1st Battle of Narvik. At dawn in heavy snow, 5 British destroyers under Captain Bernard Warburton-Lee enter Ototfjord & surprise the German flotilla at Narvik (10 destroyers, plus supply and cargo ships). German destroyers Wilhelm Heidkamp & Anton Schmidt are sunk, four more are damaged & 11 merchant ships in the harbor are also sunk. HMS Hardy is destroyed by shellfire & beached. HMS Hunter is torpedoed & sinks. HMS Hotspur is badly damaged by a torpedo. The British withdraw but are not chased by the Germans who are low on fuel. On the way out of the fjord, HMS Havock sinks German supply ship Rauenfels containing the artillery, anti-aircraft guns & ammunition for Generalleutnant Eduard Dietl’s 138th Gebirgsjäger Regiment at Narvik.
Both naval commanders at Narvik die in the engagement and are decorated.
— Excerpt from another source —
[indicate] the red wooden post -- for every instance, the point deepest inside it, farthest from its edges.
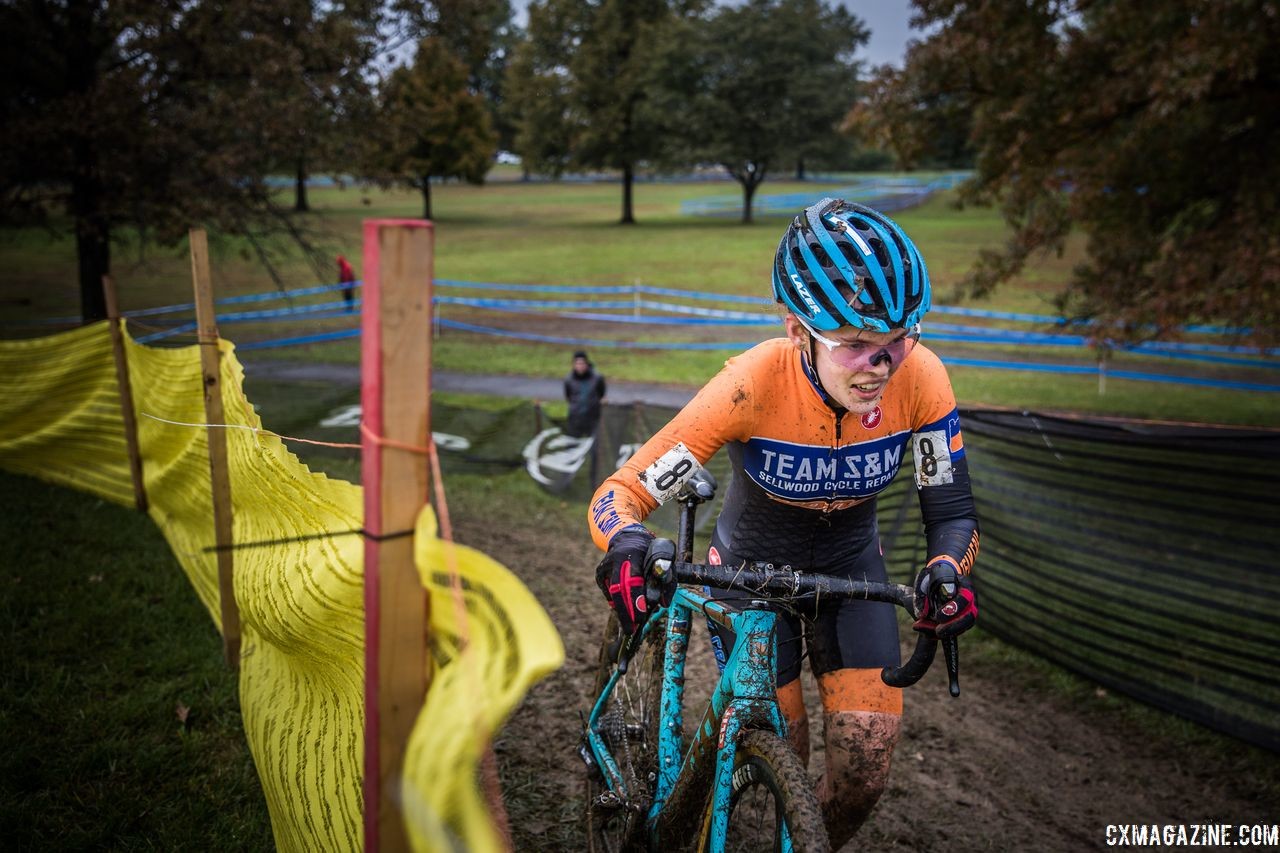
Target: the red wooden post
(396, 375)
British Captain Bernard Armitage Warburton Warburton-Lee is killed by a direct hit to HMS Hardy's bridge. He will be posthumously awarded the Victoria Cross and, in 1942, the Norwegian War Cross. Commander of the German destroyer flotilla at Narvik Commodore Friedrich Bonte is killed when his flagship, destroyer Z21 Wilhelm Heidkamp, is torpedoed and explodes. Bonte will be posthumously awarded the Knight's Cross of the Iron Cross.
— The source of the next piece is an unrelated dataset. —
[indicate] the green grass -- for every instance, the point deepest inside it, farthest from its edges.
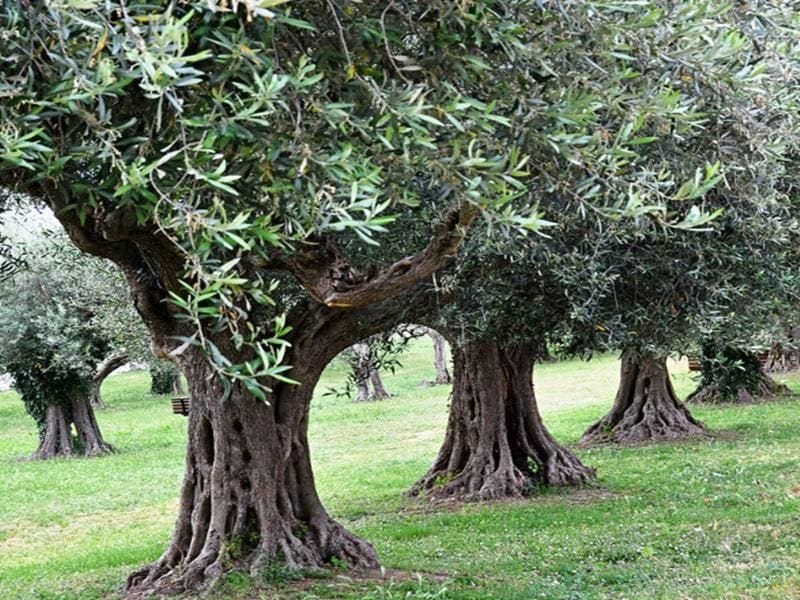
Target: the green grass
(707, 519)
http://upload.wikimedia.org/wikipedia/commons/e/e0/1940NorwayCampaign.jpg
Coming out of the rising sun at 7.30 AM, 16 Skua fighter/bombers of British Fleet Air Arm 800 & 803 Squadrons divebomb German cruiser Königsberg in Bergen harbor (at the absolute limit of their range from Hatson airfield, Orkney Islands). Königsberg is hit with three 500 pound bombs (18 killed, 23 wounded) and sinks 2 hours later. German transport ship SS Barenfels is also damaged. 1 Skua malfunctions and crashes (2 aircrew lost). http://freespace.virgin.net/john.dell/sinking_of_the_konigsberg.htm
U-4 sinks HMS Thistle at 2.13 AM (all 53 hands lost) at Stavanger. HMS Tarpon fires torpedoes at Q-ship Schiff 40/Schürbek but is sunk by depth charges 50 mile off the Danish coast (another 53 crew lost).
Battle of the Atlantic. U-37 fires 5 torpedoes and sinks Swedish motor tanker Sveaborg at 2.15 AM 10 miles North of Faroe Isles (5 dead, 29 survivors). At 3.23 AM, Norwegian MV Tosca stops to assist the burning Sveaborg and is sunk by 1 torpedo from U-37 (2 dead, 32 survivors). Survivors from both ships are picked up by British armed boarding vessel HMS Northern Chief and landed in Kirkwall.